Static electricity can provide enough power to light up a light bulb. If you have ever experienced a little zap from static electricity, this amount of energy is capable of powering a fluorescent light bulb for a short time.
- Fluorescent light bulb
Step 1: Blow up a balloon and tie off the end.
Step 2: Rub the balloon vigorously against the hair on your head.
Step 3: Go into a dark room.
Step 4: Touch the balloon against the two metal electrode prongs on the bottom of the fluorescent light bulb.
Step 5: Watch what happens when the static electricity discharges from the surface of the balloon into the fluorescent light bulb.
Step 6: Repeat rubbing the balloon to add more static electricity to the surface of the balloon.
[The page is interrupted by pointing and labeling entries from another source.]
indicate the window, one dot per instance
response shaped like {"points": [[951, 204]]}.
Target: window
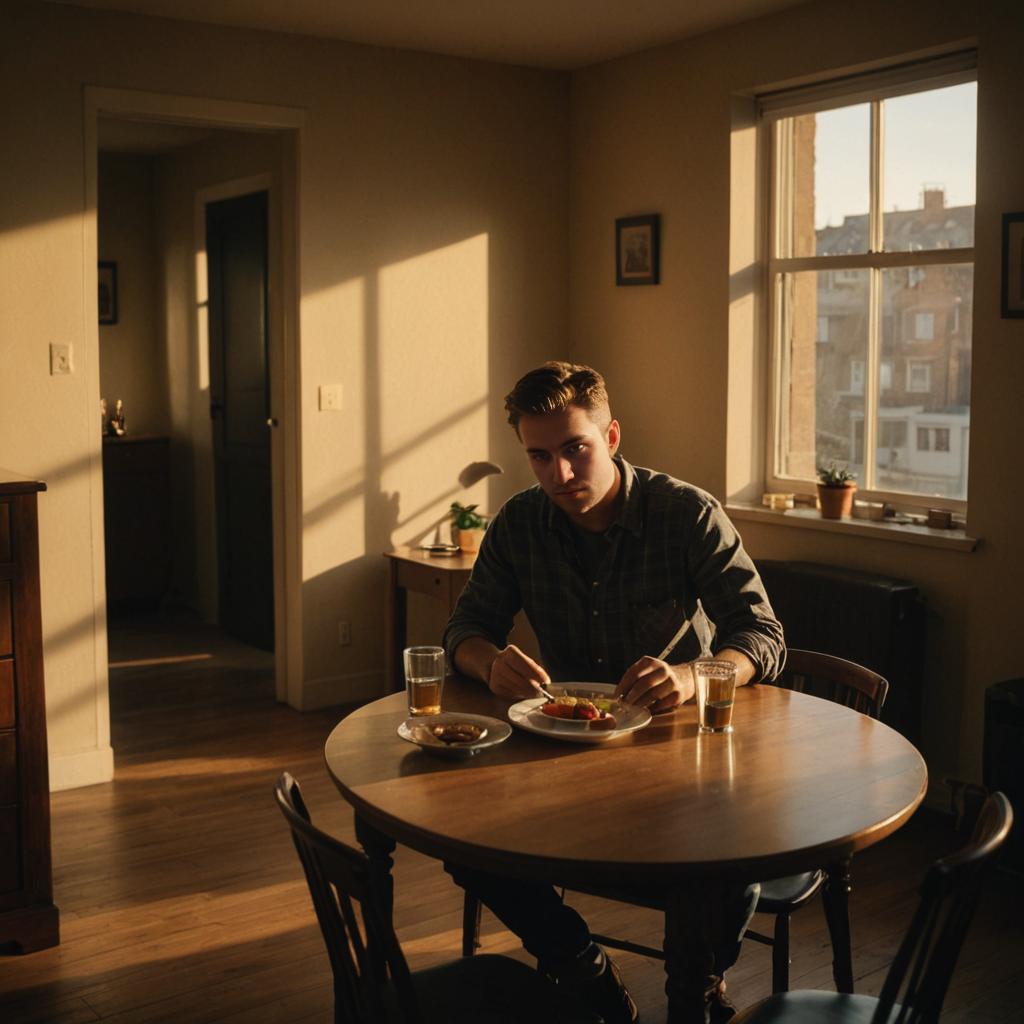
{"points": [[919, 376], [865, 247], [924, 327]]}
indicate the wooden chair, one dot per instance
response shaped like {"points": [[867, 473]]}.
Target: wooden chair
{"points": [[808, 672], [915, 985], [372, 980]]}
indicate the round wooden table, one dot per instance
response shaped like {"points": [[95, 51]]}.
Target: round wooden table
{"points": [[802, 783]]}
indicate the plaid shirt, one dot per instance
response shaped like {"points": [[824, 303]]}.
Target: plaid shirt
{"points": [[672, 557]]}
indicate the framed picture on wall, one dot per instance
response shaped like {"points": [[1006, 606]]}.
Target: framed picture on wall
{"points": [[108, 292], [636, 250], [1013, 264]]}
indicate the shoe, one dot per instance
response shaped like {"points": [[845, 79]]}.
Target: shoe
{"points": [[603, 992], [720, 1007]]}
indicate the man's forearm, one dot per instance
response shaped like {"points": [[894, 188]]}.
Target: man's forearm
{"points": [[474, 656], [745, 669]]}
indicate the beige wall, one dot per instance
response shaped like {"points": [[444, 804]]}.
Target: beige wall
{"points": [[652, 133], [432, 260], [132, 361]]}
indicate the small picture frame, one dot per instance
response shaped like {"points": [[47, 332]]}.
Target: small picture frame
{"points": [[637, 250], [108, 292], [1013, 265]]}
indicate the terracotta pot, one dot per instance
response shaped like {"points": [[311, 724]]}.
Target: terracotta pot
{"points": [[469, 540], [836, 502]]}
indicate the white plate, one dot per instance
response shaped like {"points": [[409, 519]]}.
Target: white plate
{"points": [[526, 715], [410, 730]]}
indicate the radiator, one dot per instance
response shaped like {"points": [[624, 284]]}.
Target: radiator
{"points": [[875, 621]]}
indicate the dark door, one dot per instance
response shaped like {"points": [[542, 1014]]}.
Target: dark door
{"points": [[237, 254]]}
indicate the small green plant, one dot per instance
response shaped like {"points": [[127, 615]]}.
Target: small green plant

If careful, the balloon can be held against the light bulb as it is rubbed against hair. As the balloon surface builds up enough static electricity it will discharge into the light bulb frequently, resulting in light.
Extra electrons from the hair transfer to an area on the surface of the balloon giving it a negative charge. The majority of the surface of the balloon still has a neutral charge. If the balloon is rubbed for longer, more of the surface will build up a negative charge.
The fluorescent light bulb acts as an electrical circuit, allowing the electricity to discharge from the surface of the balloon into the light circuit. Inside the fluorescent bulb the electrons travel through the light tube they bump against mercury gas electrons. Eventually this causes the mercury gas electrons to release photons which is the source of the light. The light only occurs until all of the static electricity charge from the surface of the balloon where the light bulb electrode prongs are touching is used up. If you move the prongs to another area of the balloon surface you will see another light up in the bulb if there are still negative charged electrons there.